The Mexican government, more alarmed by the prospect of armed gringos overrunning its northern frontier than by hazy reports of renegade Apaches, squelched the gung-ho crusade before it began. Worried about casualties, U.S. diplomats heaved a sigh of relief.
"They wouldn't have caught a single Indian anyway," said Pedro Fimbres, a nephew of Francisco Fimbres who has converted his house in the village of Colonia Juarez into a makeshift family museum. Enshrined under glass, his prize exhibit is a blurry 1931 Arizona Daily Star photo showing his now-deceased uncle holding up a fistful of Apache scalps.
"The Apaches moved every day - stealing a horse here, gathering pine nuts there, killing a cowboy over there," said Fimbres, a grizzled saddle-maker. "The Americans would have been running in circles for months."
Still, the once-wide horizons of the Sierra were relentlessly closing in.
Despite their dazzling ability to cover 70 miles a day over exhausting terrain, the fugitive Chiricahuas were being slowly picked off by ranchers armed and deputized by the Mexican government. Gunfights often forced the harried Indians to abandon their food caches of acorns and rustled beef. And, as with the long-vanished American frontier, commerce eventually sealed their fate.

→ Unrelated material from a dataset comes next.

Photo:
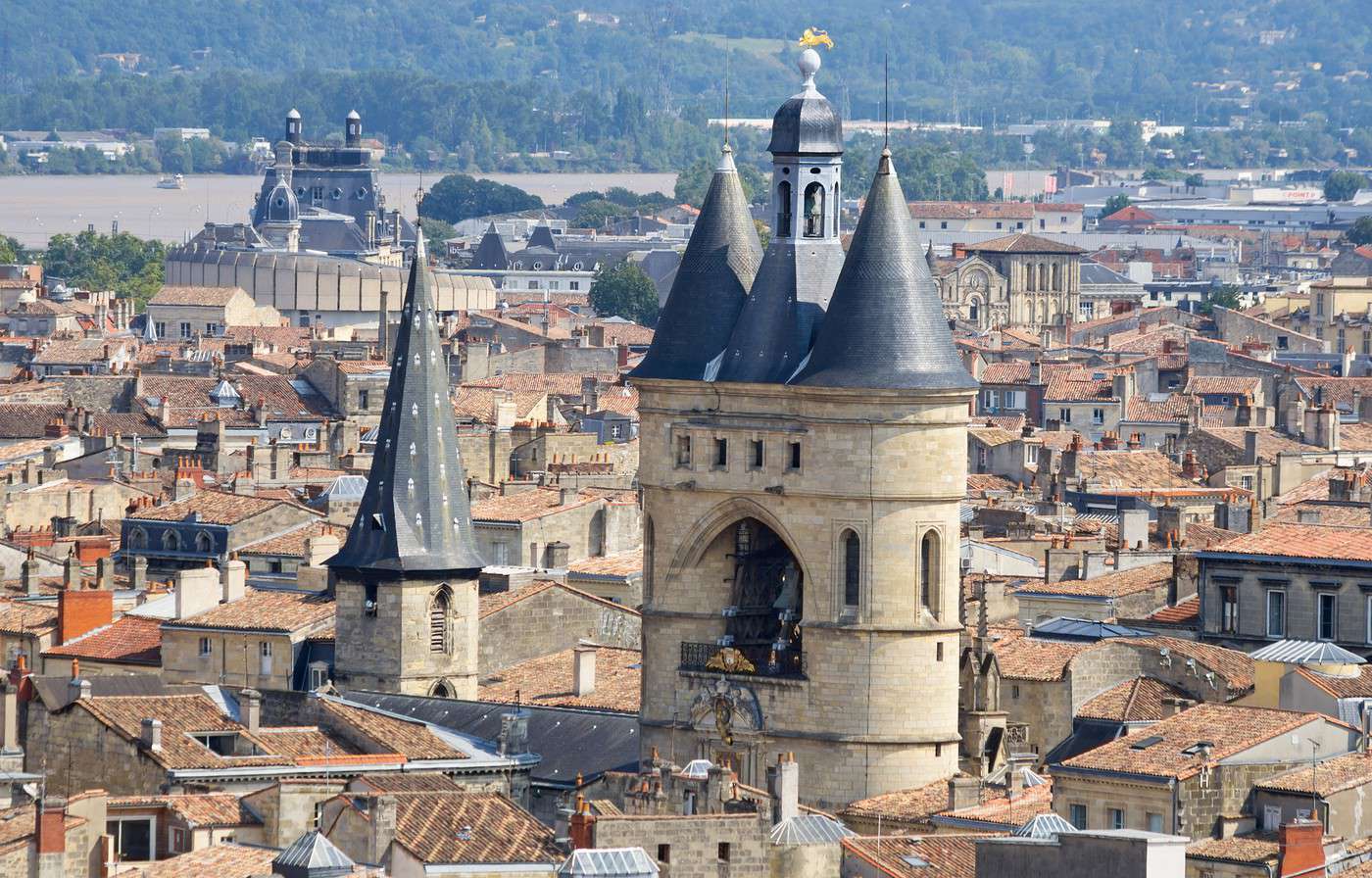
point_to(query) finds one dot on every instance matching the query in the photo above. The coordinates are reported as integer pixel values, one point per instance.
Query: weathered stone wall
(692, 847)
(549, 621)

"When logging took off in the Sierra, it was all over," said Mexican Apache buff Zozaya. "The Sierra was all cut up by new roads, new sawmills, new settlements. There was no place left to hide."
By 1934, Grenville Goodwin, an American anthropologist who had heard about the holdouts while living among their cousins on Arizona reservations, estimated that no more than 30 Apaches were "fighting a losing battle in Mexico and it seems only a question of time till they will be exterminated." Goodwin tried - as did several U.S. government Indian agents at the time - to make contact with the tribe across the border. He failed.
The Sierra's beleaguered Apaches certainly left no records of their own. Though some Indians doubtless gave up and were absorbed into local Mexican populations, most sources agree that far more were hunted down and shot.
At the time, Geronimo was long dead, a prisoner of war buried in Oklahoma.
In the shootout in the Sierra Madre, a posse of ranchers cut down about two dozen Indians, historians say.
"Most of the dead were women, even the warriors," said Fimbres, whose father and vengeful uncle were among the combatants. "The men had already been thinned out."
Fimbres and others describe how one of the few Apache survivors of that bloodbath fled into the mountain undergrowth, only to be nabbed weeks later by cowboys out hunting mountain lion. Zozaya believes she was dubbed "Julia Tasahuinora" for the summer month when she was captured and the craggy peaks where she was found. Others, like Guillermo Damiani, remember her simply as "the wild girl."
"She died in the jail," Damiani said, waving a hand in disgust. "It took a few days. She starved herself to death."
She was the last documented Apache captured in the Sierra Madre.